By focusing specifically on the TMT sector, the study addresses one of the most dynamic industries in Southeast Asia. As digital transformation continues to accelerate, acquisition strategies will likely remain central to corporate growth plans.


Author Profiles

Rahmadani Fitri, S.E., M.Ak. is a lecturer in Accounting at Institut Bisnis dan Informatika Kesatuan. Her research focuses on financial statement analysis, corporate finance, and strategic financial management.

Richad Alamsyah, S.E., M.Ak. is also a lecturer in Accounting at Institut Bisnis dan Informatika Kesatuan. His expertise includes financial performance evaluation, capital structure analysis, and corporate investment policy.
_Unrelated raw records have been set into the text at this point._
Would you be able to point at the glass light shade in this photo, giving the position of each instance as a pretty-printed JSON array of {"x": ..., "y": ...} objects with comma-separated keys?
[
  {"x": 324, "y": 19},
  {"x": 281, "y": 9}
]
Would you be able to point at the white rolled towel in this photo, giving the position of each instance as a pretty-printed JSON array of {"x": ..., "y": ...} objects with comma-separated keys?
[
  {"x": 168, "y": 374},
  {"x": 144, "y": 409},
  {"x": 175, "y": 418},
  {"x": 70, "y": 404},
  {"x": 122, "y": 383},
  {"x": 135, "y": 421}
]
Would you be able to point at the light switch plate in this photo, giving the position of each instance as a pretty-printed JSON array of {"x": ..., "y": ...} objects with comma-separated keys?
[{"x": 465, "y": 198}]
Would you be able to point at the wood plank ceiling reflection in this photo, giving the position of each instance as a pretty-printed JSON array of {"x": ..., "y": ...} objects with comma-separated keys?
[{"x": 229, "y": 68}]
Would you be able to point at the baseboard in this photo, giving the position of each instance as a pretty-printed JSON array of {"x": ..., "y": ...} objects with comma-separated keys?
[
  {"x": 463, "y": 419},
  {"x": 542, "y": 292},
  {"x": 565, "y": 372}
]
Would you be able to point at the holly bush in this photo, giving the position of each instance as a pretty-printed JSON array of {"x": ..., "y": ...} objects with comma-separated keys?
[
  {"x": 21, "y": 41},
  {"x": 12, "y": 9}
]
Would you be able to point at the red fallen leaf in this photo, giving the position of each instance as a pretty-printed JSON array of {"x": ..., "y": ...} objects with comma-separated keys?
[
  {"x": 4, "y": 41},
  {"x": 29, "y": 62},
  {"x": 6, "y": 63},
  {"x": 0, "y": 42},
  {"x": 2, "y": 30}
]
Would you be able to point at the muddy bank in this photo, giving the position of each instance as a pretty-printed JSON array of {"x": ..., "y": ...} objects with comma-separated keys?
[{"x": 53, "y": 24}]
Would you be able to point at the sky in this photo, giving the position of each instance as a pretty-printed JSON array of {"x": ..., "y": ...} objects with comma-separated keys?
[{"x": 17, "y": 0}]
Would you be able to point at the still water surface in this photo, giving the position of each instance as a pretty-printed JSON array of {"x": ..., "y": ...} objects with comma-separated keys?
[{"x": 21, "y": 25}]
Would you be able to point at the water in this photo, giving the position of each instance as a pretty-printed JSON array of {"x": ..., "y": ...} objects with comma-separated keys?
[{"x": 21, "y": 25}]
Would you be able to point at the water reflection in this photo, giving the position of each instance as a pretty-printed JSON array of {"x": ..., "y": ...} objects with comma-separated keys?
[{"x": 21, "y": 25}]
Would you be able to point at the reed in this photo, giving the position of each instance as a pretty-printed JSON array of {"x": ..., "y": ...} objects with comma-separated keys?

Both authors are affiliated with Institut Bisnis dan Informatika Kesatuan in Bogor, Indonesia, and contribute to research on financial management and corporate strategy in emerging markets.


Source

Fitri, R., & Alamsyah, R. (2026). Comparative Analysis of Profitability, Liquidity and Capital Structure Before and After Acquisition. International Journal of Advanced Technology and Social Sciences, Vol. 4, No. 2, pp. 175–182.